Noch aber funktioniert der neue Interrupt nicht, denn der C 64 weiß noch nichts von unserem Programmsegment, mit dem wir den Farbwechsel vornehmen wollen. Dazu müssen wir ihm die Adresse der Routine im Interrupt-Vektor ab Speicherstelle 788 ($0314) hinterlegen: Lowbyte in 788, Highbyte in 789. Aber auch jetzt wird das Ergebnis immer noch nicht unseren Erwartungen entsprechen, da uns laufend der immer noch aktivierte Systeminterrupt in die Quere kommt und nach der Vektorenänderung ebenfalls in der neuen Routine unkontrolliert arbeitet. Dieser Interrupt stammt aus einer ganz anderen Quelle, vom Complex-Interface-Adapter (CIA), auf den wir gleich noch zu sprechen kommen. Softwaremäßig können wir ihn durch Setzen der Interruptflagge (SEI) nicht unterbinden, weil damit auch der ebenfalls maskierbare Rasterzeilen-Interrupt abgeschaltet würde. Zwei Möglichkeiten gibt es, das Problem zu lösen: Der CIA-Interrupt wird belassen, muß dann aber zu Beginn der Interrupt-Routine abgefragt (zum Beispiel durch Prüfen des Bits 0 im Request-Register 53273) und gegebenenfalls durch eine Umleitung über Sprungbefehle unschädlich gemacht werden, oder er wird eliminiert durch Schreiben des Wertes 127 in die Speicherstelle 56333 ($DCOD). Weil wir in unserem Demo-Programm weder Cursor-Blinken noch die Tastaturabfrage benötigen, entscheiden wir uns für letztere und löschen gleich zu Programmbeginn (siehe Assembler-Listing) den CIA-Interrupt völlig.

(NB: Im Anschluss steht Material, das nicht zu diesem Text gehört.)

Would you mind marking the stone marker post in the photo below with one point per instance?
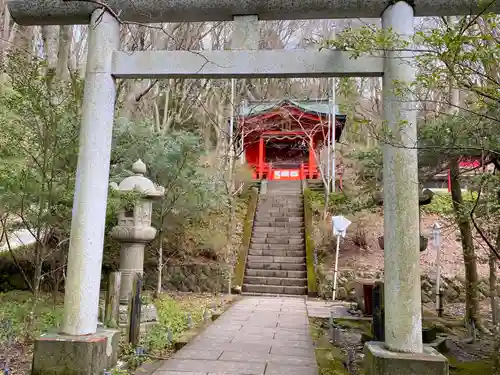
(134, 230)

Außerdem ist zu berücksichtigen, daß der Elektronenstrahl auf allen Seiten ein Stück über den Rand des auf dem Monitor sichtbaren Bildes hinausschreibt. Dadurch entstehen Zeilennummern bis 280, so daß von Register 53266 aus bei einem Überlauf ein Highbyte nach Bit 7 des Registers 53265 übertragen werden muß. In dieser als »SCREEN« definierten Speicherstelle liegen allerdings auch einige andere Funktionen, die gegebenenfalls durch eine logische OR-Verknüpfung berücksichtigt werden müssen. Das Demo-Programm verwendet diese Funktionen indem durch Löschen des Bits 4 der Bildschirm ausgeblendet wird, so daß auf dem Schirm nur noch ein ganzflächiger Rand erscheint, obwohl auch weiterhin Texte auf den jetzt unsichtbaren Hintergrund ausgegeben werden können. Beispiel: POKE 53265, PEEK (53265) AND 255-16 läßt den Hintergrund verschwinden, POKE 53265, PEEK(53265) OR 16 zaubert ihn dann wieder herbei.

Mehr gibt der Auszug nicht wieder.